Mary Bennett Peterson, 88, an author who was also a lobbyist for General Motors, died Nov. 23 at her home in Washington.
She had chronic obstructive pulmonary disease, according to her daughter, Laura Bennett Peterson.
From 1973 until the early 1990s, Mrs. Peterson was a lobbyist and then a consultant for General Motors. She was author of the 1971 book “The Regulated Consumer,” which argued that rules promulgated by government regulatory agencies often harmed rather than protected consumers. She criticized several federal agencies and maintained that “deregulation and reprivatization . . . are simply a recognition of the efficacy of the market [and] the built-in shortcomings of government intervention.”
With General Motors, Mrs.

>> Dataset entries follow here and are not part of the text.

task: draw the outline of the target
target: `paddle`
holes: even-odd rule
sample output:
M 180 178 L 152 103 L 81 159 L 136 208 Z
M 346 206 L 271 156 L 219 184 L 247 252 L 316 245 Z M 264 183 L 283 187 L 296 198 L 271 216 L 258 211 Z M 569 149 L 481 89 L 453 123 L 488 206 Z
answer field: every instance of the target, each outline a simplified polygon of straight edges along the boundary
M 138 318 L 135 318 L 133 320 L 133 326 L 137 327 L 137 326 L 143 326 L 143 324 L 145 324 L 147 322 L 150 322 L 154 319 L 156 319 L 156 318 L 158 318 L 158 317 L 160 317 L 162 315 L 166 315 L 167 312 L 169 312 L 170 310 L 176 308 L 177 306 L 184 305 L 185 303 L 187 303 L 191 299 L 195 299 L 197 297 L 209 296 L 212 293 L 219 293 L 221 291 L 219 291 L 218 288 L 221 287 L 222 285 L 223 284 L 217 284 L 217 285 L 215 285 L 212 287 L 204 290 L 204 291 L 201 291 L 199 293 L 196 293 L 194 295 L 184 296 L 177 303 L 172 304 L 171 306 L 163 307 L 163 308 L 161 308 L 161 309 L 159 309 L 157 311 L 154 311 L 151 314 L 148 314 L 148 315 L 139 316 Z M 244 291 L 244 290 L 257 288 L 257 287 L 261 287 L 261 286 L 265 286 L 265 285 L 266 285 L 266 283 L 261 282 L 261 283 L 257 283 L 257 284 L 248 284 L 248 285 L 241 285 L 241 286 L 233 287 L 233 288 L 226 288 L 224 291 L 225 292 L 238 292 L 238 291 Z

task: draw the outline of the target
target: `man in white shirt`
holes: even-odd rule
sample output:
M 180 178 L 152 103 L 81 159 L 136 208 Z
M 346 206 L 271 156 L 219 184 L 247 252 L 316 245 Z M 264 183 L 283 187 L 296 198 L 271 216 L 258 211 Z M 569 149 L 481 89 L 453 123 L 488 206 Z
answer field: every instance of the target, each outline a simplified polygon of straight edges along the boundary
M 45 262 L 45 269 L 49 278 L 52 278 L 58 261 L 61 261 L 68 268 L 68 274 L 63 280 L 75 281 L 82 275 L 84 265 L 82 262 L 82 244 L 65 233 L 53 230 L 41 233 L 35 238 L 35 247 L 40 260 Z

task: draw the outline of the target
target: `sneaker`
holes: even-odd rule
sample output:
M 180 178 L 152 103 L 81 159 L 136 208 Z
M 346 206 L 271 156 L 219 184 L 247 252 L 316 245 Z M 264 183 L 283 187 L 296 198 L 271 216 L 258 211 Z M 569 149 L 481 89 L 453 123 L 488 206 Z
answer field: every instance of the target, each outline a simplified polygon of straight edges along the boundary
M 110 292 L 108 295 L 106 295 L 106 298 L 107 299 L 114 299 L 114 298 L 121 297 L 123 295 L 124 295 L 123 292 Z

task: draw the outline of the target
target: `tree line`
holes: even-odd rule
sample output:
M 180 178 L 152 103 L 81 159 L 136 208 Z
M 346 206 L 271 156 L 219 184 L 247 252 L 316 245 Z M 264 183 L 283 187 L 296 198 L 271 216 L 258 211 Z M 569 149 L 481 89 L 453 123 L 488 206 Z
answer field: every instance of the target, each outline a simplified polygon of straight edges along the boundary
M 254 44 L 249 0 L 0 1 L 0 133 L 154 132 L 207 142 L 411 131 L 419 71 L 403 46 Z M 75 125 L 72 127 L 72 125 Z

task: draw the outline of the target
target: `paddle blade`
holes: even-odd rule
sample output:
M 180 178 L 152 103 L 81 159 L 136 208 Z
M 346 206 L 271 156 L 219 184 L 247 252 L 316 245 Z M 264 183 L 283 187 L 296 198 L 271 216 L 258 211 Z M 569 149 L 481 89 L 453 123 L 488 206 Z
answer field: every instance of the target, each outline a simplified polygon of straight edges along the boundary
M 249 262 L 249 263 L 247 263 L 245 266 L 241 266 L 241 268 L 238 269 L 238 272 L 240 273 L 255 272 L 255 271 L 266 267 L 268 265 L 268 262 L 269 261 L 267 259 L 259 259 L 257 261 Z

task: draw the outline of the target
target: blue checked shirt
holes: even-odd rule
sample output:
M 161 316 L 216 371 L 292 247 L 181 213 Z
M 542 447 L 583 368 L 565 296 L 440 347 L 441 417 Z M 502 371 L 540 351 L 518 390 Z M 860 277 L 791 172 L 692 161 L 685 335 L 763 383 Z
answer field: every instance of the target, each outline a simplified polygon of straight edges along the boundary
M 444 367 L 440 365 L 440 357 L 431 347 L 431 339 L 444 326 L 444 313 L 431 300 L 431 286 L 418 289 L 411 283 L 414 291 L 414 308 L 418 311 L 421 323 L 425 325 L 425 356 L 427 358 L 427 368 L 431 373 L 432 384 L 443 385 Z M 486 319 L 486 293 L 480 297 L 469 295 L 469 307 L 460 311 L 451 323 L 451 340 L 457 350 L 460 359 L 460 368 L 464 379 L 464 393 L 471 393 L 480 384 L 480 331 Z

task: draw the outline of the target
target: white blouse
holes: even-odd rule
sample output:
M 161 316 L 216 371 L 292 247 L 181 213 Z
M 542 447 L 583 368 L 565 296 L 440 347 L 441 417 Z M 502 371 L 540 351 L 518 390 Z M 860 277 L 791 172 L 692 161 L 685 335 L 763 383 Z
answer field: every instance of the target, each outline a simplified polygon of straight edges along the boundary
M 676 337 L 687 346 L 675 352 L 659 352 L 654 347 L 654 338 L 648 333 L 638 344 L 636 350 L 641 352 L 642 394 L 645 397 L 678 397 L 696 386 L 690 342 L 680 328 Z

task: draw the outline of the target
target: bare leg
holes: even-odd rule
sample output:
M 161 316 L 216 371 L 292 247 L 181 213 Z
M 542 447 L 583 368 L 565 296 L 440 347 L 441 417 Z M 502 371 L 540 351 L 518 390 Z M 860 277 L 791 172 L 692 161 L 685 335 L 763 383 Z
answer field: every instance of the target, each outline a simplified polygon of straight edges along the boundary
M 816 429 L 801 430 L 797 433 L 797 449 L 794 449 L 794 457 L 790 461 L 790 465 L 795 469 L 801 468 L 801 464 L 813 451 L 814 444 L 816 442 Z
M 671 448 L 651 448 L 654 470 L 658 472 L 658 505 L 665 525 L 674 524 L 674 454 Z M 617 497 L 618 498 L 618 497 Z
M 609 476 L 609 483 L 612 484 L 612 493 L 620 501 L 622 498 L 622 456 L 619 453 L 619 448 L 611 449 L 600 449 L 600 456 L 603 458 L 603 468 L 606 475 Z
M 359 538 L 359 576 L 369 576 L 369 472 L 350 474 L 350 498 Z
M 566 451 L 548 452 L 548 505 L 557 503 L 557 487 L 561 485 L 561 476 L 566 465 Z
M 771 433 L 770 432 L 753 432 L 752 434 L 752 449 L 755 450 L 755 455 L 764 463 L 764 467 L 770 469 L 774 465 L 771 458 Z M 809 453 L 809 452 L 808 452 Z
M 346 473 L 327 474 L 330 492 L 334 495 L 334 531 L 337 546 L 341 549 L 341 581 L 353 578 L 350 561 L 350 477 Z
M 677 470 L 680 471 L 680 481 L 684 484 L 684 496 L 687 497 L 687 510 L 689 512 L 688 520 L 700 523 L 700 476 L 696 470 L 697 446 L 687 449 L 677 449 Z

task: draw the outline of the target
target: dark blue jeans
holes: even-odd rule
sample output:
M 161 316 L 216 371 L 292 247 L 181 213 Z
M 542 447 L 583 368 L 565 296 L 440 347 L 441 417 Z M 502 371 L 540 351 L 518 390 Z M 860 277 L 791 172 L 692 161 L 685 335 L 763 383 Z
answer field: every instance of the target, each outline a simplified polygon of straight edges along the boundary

Peterson was involved with auto imports, regulation of the industry, wage and price controls and a joint venture between GM and Toyota to produce cars in the United States.
Mary Jean Bennett was born in Cleveland. She graduated from the College of Wooster in Ohio in 1949 and later studied economics at New York University.
Before coming to Washington in 1973, Mrs. Peterson was a program officer for the William H. Donner Foundation in New York City and a stockbroker in Princeton, N.J.
Under her maiden name, she contributed to the Wall Street Journal’s “Reading for Business” book review column from 1964 to 1973.
A son, Mark Bennett Peterson, died in 2006.
Survivors include her husband of 62 years, William H. Peterson, and her daughter, Laura Bennett Peterson, both of Washington.